72.16' (22M)  *  3.467 = 250.2

So for THIS antenna - where it is - in situ, you can use 250.2/Fmhz.
So then adjusting it a small amount - and that is key here we're not talking about testing it at 3.467 Mhz and deciding to redo it for 7.1 Mhz using that value ... for testing for this (relatively speaking) small change to say 3.55 or even 3.8, a difference of only 10%, the formula will get you pretty darn close. If it were a bigger change - if you had it at 3.45Mhz and wanted to go to 3.8Mhz I'd suggest you started out 'wrong' for lack of a better term - but even in this case you can use this method. Variables like - for example with that size change of 10% if you whack off 7' and that 7' is ALL of the top diameter of 1/2" and the next diameter jumps up to say 3/4" it might be off by a little bit. But based on his request - he's in the ball park to start off - this will work just fine.
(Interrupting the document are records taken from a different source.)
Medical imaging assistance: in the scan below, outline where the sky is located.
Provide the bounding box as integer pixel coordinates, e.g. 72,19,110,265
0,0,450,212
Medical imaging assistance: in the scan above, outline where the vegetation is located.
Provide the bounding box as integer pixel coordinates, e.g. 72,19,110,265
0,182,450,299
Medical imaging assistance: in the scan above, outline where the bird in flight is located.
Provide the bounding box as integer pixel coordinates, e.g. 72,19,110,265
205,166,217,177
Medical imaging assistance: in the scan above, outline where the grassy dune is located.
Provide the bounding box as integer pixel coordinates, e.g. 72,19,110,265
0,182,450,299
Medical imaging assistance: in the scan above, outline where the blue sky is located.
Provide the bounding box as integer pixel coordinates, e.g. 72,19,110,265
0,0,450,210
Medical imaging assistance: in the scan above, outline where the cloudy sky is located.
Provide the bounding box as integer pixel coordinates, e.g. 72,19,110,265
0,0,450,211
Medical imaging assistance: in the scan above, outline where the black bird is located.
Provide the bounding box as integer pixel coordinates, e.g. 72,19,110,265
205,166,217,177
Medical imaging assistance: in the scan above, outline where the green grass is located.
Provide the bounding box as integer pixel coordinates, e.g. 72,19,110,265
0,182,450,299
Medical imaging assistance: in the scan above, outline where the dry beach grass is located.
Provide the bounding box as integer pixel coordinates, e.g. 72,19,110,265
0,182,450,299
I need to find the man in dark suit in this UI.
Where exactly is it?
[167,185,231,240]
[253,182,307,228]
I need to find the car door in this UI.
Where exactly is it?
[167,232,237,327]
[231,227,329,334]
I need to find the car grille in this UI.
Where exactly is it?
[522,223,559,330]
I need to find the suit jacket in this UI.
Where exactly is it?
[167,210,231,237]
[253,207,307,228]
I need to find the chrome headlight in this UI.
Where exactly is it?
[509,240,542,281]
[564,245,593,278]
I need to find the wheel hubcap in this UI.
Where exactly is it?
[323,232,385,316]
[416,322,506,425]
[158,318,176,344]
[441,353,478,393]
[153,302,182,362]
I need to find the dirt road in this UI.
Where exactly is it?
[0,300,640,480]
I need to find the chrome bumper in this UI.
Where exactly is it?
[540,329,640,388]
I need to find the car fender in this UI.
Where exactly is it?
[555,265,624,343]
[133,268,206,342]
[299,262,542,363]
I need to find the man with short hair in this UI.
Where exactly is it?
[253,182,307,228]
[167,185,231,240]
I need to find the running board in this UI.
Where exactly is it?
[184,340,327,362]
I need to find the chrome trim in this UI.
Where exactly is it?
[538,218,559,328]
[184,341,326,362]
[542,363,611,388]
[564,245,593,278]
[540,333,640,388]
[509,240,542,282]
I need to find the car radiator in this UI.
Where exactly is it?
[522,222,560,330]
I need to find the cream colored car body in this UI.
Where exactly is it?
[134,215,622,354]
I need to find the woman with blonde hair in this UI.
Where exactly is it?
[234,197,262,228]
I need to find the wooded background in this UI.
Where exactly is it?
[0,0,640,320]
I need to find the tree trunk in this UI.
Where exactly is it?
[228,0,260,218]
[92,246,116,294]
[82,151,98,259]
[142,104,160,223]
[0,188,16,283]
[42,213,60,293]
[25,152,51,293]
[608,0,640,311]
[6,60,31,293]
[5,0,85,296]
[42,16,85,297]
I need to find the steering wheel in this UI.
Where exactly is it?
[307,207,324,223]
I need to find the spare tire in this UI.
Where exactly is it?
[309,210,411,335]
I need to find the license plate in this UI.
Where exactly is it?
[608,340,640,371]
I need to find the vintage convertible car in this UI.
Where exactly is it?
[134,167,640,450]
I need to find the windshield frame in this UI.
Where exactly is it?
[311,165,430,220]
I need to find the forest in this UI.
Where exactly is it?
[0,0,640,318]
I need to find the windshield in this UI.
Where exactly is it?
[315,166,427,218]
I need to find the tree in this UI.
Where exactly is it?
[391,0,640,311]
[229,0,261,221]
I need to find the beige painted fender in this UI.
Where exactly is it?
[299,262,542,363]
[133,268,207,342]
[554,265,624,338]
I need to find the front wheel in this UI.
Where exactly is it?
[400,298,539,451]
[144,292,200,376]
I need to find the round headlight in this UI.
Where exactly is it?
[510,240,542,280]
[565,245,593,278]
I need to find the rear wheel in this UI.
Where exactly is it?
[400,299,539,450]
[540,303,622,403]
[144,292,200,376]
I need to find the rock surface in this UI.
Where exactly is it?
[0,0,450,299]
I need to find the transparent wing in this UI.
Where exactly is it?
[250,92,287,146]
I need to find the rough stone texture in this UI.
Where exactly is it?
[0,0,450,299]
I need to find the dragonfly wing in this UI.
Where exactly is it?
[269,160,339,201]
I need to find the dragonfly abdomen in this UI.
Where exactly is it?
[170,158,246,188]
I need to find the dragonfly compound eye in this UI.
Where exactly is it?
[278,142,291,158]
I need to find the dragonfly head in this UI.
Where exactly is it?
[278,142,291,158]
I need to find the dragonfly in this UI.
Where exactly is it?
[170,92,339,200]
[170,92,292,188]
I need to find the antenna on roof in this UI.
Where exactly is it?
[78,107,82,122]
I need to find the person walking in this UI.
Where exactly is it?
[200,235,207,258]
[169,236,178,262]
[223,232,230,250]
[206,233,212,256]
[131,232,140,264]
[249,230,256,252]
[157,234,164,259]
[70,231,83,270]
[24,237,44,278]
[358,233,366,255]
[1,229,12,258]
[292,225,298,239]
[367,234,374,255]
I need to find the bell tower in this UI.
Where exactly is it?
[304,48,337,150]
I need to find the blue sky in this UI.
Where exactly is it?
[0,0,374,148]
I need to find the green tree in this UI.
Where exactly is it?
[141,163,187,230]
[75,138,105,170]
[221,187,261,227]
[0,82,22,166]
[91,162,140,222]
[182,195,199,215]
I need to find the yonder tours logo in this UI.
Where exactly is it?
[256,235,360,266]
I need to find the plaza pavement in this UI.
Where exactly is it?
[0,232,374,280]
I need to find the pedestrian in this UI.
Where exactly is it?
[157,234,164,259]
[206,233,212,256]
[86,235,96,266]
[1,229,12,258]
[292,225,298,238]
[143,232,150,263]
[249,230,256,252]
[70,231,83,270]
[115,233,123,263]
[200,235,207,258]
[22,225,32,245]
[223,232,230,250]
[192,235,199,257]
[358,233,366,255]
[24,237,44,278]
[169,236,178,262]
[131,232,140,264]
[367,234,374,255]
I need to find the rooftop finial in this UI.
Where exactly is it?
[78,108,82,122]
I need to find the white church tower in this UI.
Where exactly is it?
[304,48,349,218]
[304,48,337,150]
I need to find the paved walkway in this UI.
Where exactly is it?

I used it for all of my antennas when modeling/range testing - M2 and Optibeam antennas to put them where I wanted the performance to be. 

Gary
K9RX
-----Original Message----- From: Chuck Dietz 
Sent: Wednesday, September 13, 2017 2:33 PM
To: Charles Morrison ; V. Sciucka
Cc: towertalk@contesting.com
Subject: Re: [TowerTalk] 80m vertical size calculation

Maybe I don't understand, but I would think that if you had a tower with an
aluminum tube "stinger" on top, this might not work because of the change
in percentage of the various diameters.

Chuck W5PR

On Wed, Sep 13, 2017 at 1:00 PM Charles Morrison <junkcmp@gmail.com> wrote:


Not length to diameter, It is independent of diameter.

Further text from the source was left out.